Physicians have an ethical obligation to provide care in cases of medical emergency; Physicians must also uphold ethical responsibilities not to discriminate against prospective patients on the basis of personal or social characteristics that are not clinically relevant; Physicians are nevertheless not ethically required to accept all prospective patients.
Preserving opportunity for physicians to act (or to refrain from acting) in accordance with the dictates of conscience is important for preserving the integrity of the medical profession as well as the integrity of the individual physician; Physicians’ freedom to act according to conscience is not unlimited; They are expected to provide care in emergencies, honor patients’ informed decisions to refuse life-sustaining treatment, respect basic civil liberties and not discriminate against patients on the basis of arbitrary characteristics.
Sexual harassment can be defined as unwelcome sexual advances, requests for sexual favors, and other verbal or physical conduct of a sexual nature. Sexual harassment exploits inequalities in status and power and abuses the rights and trust of those who are subjected to such conduct. Sexual harassment in the practice of medicine is unethical.

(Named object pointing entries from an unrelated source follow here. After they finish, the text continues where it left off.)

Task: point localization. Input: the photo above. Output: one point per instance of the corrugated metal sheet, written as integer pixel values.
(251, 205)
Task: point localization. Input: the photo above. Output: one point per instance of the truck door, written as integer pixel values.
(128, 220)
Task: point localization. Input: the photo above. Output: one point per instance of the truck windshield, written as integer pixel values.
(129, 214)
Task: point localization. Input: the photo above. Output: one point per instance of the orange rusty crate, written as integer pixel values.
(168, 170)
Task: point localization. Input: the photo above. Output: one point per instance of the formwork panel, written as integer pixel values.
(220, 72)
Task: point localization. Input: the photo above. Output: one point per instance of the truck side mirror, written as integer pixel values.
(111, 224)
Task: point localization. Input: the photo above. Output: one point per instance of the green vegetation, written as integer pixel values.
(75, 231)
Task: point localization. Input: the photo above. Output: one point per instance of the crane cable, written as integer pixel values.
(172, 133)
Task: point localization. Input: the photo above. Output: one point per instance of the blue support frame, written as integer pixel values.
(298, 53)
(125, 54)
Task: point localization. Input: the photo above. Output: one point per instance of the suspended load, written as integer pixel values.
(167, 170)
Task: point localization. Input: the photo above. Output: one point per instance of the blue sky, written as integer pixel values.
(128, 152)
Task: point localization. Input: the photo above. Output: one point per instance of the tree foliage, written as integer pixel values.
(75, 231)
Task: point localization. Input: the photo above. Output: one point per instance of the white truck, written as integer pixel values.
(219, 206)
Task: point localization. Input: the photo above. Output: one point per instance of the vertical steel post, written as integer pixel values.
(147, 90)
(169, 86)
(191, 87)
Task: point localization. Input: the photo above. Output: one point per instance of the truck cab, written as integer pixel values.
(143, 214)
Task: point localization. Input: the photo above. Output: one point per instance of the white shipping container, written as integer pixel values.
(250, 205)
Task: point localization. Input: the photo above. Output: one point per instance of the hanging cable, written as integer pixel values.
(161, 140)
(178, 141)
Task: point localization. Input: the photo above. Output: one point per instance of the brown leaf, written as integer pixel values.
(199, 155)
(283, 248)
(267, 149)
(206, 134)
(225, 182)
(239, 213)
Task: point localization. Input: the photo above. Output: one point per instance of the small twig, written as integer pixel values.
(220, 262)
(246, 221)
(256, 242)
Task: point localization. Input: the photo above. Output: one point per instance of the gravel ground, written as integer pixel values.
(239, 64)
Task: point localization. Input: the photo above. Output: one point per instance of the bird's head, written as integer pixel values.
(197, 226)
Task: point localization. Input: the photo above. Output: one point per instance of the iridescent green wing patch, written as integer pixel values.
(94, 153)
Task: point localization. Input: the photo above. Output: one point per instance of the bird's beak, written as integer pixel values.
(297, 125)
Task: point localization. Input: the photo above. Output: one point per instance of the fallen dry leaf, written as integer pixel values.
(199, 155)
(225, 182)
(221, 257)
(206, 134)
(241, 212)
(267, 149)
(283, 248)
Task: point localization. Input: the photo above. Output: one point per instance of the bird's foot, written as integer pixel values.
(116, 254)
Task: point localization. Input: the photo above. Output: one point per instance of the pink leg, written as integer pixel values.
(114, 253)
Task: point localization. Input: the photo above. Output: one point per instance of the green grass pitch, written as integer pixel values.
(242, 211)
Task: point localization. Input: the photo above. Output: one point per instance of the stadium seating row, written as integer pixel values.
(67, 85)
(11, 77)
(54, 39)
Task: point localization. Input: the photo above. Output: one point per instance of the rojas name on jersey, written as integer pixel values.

Physicians have a responsibility to address situations in which individual physicians behave disruptively, i.e., speak or act in ways that may negatively affect patient care, including conduct that interferes with the individual’s ability to work with other members of the health care team, or that of others to work with the physician.
Opportunities must not be denied to any physician or medical trainee because of race, color, religion, creed, ethnic affiliation, national origin, gender or gender identity, sexual orientation, age, family status, or disability or for any other reason unrelated to character, competence, ethics, professional status, or professional activities.
Inequality of professional status in medicine among individuals based on gender can compromise patient care, undermine trust, and damage the working environment. Physician leaders in medical schools and medical institutions should advocate for increased leadership in medicine among individuals of underrepresented genders and equitable compensation for all physicians.
Health disparities across patient populations reflect deeply embedded, historically rooted socioeconomic and political dynamics. Physicians and health care institutions have a duty to serve as agents of change to address these structural barriers to optimal health for all.